Certain sample preparation devices, such as the ZipTip® device commercially available from Millipore Corporation, are excellent tools for sample preparation prior to MALDI analysis. They are a single sample processor that can be used to spot sample onto the MALDI target manually or by automated equipment. More specifically, U.S. Pat. Nos. 6,048,457 and 6,200,474 (the disclosures of which are hereby incorporated by reference) teach the formation of cast membrane structures for sample preparation that are formed by phase inversion of a particle loaded polymer system at the housing orifice. The polymer is precipitated when the portion of the housing (containing the soluble polymer/particle lacquer) is immersed in a precipitation bath (typically water). The insertion creates a slight liquid pressure across the lacquer such that the water intrudes upon the polymer creating an open sponge-like structure upon precipitation. However, at the polymer-water interface on the structure there is a semi-permeable membrane film that creates a high resistance to flow. When this barrier is either abraded or cut off, the resulting structure is highly permeable. The resulting device is suitable to allow flow under the low differential pressures generated by a common 10 microliter hand-held pipettor (e.g. Gilson, Pipetman). However, the macroporous structure is less efficient at capturing solutes. As such, often times the sample volume must be passed through the membrane structure multiple times.

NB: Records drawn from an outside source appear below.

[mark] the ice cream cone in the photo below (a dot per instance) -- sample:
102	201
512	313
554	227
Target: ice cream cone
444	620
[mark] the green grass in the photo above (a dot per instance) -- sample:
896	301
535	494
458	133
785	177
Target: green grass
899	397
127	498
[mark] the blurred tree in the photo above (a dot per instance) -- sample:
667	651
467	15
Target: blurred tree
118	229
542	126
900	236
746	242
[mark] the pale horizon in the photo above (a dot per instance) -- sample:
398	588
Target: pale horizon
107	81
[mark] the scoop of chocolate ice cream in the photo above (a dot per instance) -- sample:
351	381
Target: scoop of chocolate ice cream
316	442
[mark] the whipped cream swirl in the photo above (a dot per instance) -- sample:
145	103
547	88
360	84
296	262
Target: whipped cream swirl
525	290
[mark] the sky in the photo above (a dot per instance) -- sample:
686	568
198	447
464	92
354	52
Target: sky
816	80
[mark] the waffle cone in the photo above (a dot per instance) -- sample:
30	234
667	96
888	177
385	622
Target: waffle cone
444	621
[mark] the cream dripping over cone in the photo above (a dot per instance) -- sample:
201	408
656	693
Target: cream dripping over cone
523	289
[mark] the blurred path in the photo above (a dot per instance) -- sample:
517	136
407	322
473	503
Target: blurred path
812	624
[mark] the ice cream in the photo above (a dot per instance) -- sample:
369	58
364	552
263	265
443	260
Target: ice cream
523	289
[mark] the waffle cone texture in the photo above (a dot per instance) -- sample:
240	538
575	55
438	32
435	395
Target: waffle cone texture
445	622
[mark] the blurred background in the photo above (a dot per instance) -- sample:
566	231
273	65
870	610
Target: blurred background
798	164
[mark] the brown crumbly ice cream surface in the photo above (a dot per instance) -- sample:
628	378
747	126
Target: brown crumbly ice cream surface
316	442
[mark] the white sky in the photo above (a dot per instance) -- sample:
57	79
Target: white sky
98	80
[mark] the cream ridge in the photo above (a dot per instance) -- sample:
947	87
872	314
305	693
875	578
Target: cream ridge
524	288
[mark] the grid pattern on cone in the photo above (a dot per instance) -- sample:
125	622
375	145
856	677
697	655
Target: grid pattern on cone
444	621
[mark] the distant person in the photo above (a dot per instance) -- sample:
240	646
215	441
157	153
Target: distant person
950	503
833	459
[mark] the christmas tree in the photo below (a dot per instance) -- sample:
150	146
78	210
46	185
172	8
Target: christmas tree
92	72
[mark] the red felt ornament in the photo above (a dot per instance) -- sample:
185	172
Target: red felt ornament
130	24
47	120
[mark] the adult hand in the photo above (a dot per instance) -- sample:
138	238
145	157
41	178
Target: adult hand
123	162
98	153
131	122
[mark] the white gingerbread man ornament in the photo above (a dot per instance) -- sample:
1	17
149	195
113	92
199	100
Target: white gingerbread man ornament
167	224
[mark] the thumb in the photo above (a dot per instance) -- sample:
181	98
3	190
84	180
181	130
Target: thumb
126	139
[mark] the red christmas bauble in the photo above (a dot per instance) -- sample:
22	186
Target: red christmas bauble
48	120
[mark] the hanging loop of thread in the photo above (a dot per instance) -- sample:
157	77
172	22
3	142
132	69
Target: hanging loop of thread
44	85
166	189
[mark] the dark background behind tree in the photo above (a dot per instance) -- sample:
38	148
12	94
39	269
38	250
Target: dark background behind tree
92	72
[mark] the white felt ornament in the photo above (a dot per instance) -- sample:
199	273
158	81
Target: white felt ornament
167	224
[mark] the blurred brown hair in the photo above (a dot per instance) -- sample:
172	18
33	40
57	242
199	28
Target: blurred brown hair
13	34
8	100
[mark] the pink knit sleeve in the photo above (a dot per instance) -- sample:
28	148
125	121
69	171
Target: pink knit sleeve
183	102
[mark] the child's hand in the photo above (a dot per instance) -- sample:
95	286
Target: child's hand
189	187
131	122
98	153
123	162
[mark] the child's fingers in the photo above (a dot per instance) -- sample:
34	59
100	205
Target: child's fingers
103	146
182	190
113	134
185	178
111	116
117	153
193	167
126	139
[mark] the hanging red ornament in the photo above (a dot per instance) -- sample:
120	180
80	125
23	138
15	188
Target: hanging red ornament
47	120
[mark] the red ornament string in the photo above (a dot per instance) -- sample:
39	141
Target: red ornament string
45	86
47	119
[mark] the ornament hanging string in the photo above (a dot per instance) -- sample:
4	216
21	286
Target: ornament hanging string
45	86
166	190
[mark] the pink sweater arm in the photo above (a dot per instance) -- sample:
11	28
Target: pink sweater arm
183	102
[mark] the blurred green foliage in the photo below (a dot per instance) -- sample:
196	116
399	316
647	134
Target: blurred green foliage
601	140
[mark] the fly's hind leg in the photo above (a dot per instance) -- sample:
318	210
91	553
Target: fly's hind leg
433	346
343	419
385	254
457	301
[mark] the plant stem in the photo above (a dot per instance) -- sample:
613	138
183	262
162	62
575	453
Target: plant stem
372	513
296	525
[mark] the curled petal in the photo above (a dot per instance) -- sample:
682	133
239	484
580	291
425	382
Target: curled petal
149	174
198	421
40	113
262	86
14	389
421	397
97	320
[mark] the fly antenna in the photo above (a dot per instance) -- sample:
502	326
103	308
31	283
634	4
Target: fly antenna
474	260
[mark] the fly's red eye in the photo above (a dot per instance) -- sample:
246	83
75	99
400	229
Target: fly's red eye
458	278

It would be desirable to provide a sample preparation device and method that includes a membrane structure that has a more dense structure, better suited for formats such as a vacuum plate, that must capture solutes in a single pass.
It also would be desirable to provide a process for preparing a high-throughput sample preparation device and the device so made.
It is therefore an object of the present invention to provide a sample preparation device that can concentrate, purify and/or desalt molecules from sample solutions.
It is another object of the present invention to provide a sample preparation device that can concentrate, purify and/or desalt molecules and elute in small sample solutions.
It is another object of the present invention to provide a sample preparation device that can concentrate, purify and/or desalt molecules from sample solutions in a variety of form geometries.
It is a still further object of the present invention to provide a sample preparation device that is simple and economic to manufacture.
It is yet a further object of the present invention to provide a method of directly forming membrane structures in a housing spout, wherein both the spout and the reservoir of the housing have narrow geometries.
It is a further object of the present invention to provide a high density membrane that assumes the shape of the housing or portion thereof in which it is cast, and can be retained in that housing by chemical adhesion without the use of porous plugs.
It is a still further object of the present invention to provide a multi-well device wherein various arrays within the array of wells contain a high density of composite membrane having the same or different chemistries.
It is yet a further object of the present invention to provide a single or multi-well device having a high density membrane, with or without adsorptive particles contained therein, that assumes the shape of the housing or a portion thereof in which it is cast and can be retained in that housing without the use of porous plugs.